La epidemia

Crítica de Horacio Bernades - Página 12

Terror en el más real de los mundos

Fábula de contagio, exhibe un universo en el que las “fuerzas del orden” resultan tanto o más letales que las del desorden.

Realizada cinco años después de La noche de los muertos vivos, en su momento The Crazies confirmó que los terrores de George A. Romero (New York, 1940) no provenían sólo de lo más profundo del inconsciente, sino del más real de los mundos.

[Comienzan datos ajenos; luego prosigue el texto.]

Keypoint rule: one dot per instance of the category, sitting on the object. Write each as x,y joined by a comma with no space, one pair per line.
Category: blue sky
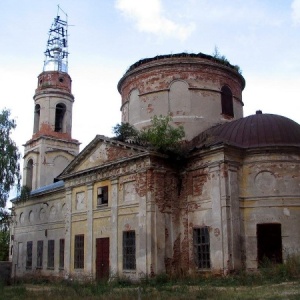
261,36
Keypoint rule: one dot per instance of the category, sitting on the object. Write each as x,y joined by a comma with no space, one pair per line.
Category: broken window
39,254
129,250
60,111
102,195
227,101
29,255
269,243
79,252
61,253
201,247
50,254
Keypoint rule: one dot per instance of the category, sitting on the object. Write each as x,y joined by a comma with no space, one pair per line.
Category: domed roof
259,130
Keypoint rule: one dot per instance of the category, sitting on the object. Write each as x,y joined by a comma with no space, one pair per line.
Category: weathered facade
120,209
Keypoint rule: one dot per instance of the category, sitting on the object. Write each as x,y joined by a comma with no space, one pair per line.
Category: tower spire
56,54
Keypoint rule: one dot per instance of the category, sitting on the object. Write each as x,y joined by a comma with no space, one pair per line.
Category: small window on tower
102,195
60,112
227,101
29,173
37,110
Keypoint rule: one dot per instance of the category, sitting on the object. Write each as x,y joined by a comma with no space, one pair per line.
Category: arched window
227,101
59,117
29,173
36,126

Casi cuarenta años más tarde, La epidemia (título con el que en Argentina se estrena la remake de The Crazies) demuestra que ese mundo romeriano de pura entropía, en el que las “fuerzas del orden” resultan tanto o más letales que las del desorden, era el de los ’70, pero también el de hoy mismo. ¿O la Guerra de Irak no terminó de demostrar que las “respuestas” militares son mil veces más peligrosas que las del presunto Mal que dicen combatir?

Dirigida por Breck Eisner (hijo de Michael, ex CEO de la Disney) y producida por el propio Romero, La epidemia es una versión algo atenuada del original, cuyo salvajismo tal vez la haría intolerable, hoy en día, para un público masivo. Todo transcurre en esa representación a escala que desde el western en adelante son los pueblitos del interior estadounidense. Ogden Marsh, Iowa, para el caso. De pronto, en medio de ese ritual nacional que es la inauguración de la temporada de béisbol, un vecino cruza la cancha como ido y con una escopeta en la mano, obligando a David, sheriff del lugar (Timothy Oliphant, que parece una réplica de Bill Paxton, veinte años atrás), a una decisión que de ahí en más cargará en su conciencia. Como en todo relato epidémico, todo funciona por efecto dominó. Más y más vecinos aparecen chorreando sangre y asesinando al prójimo, para desesperación de David, Judy, su esposa médica (la neocelandesa Radha Mitchell), y su alguacil, Russell (el interesante Joe Anderson).

Pero cuando el intendente del pueblo se niega a cortar el agua, con el argumento de que en plena temporada de cosecha no puede hacerse una cosa así (razonamiento semejante al de su colega de Tiburón), empieza a quedar claro que más peligrosas que los infectados son las autoridades. La llegada de los agentes de la Salud Pública –que tratan a los sospechosos de infección como prisioneros de campos de concentración– y, peor aún, de los miembros de la Guardia Nacional –que en caso de duda abren fuego sobre mujeres y niños, para después incinerarlos con lanzallamas– no hará más que confirmarlo. Todavía falta el ejército, que como en Piraña es el causante de lo que ahora viene a reprimir, por supuesto que con los métodos más terminales. Lo que los uniformados hacen oficialmente, los fachos de la zona lo completan por izquierda. Un grupo de rednecks, impedidos de cazar por estar fuera de temporada, dará a los infectados el lugar de patos de kermesse.

Hay en la situación una amarga ironía, muy propia de Romero, llevada al extremo mismo del genocidio y la aniquilación. En la propia escena introductoria se anticipa el final del asunto, con el pueblo entero de Ogden Marsh ardiendo en llamas. El truco es que ese no es en verdad el final: el final-final es peor aún. Lo otro es, claro, la paranoia, la desconfianza del otro y hasta de sí mismo, propia de toda fábula de contagio. Cualquiera puede haber contraído la “locura”, porque la bacteria que la produce viaja primero por el agua y después por el aire, y ni los propios protagonistas están a salvo de ello. Así como en El amanecer de los muertos las ceremonias de exterminio sucedían en un shopping, aquí los dardos sociales y políticos tienen por blanco un 24 hs. Devastado y arrasado, los altoparlantes del lugar siguen promocionando –en el colmo del descerebre mecánico– ofertas y beneficios para nadie.

Superando notoriamente su alarmantemente vacua Sahara (2005), es posible que Breck Eisner exhiba aquí menos humor del aconsejable. Atenuada la bestialidad del original (cuya post civilización incluía filicidio, incesto y una abuelita que asesinaba con su aguja de tejer), Eisner narra los clímax con nervio, buen timing y ajustado uso del montaje. Síntoma de época, eso no le basta, sintiéndose obligado a “inflar” cada pico dramático con efectos de shock y golpes sonoros. Como si el relato mismo no fuera suficiente para darle un buen susto al prójimo.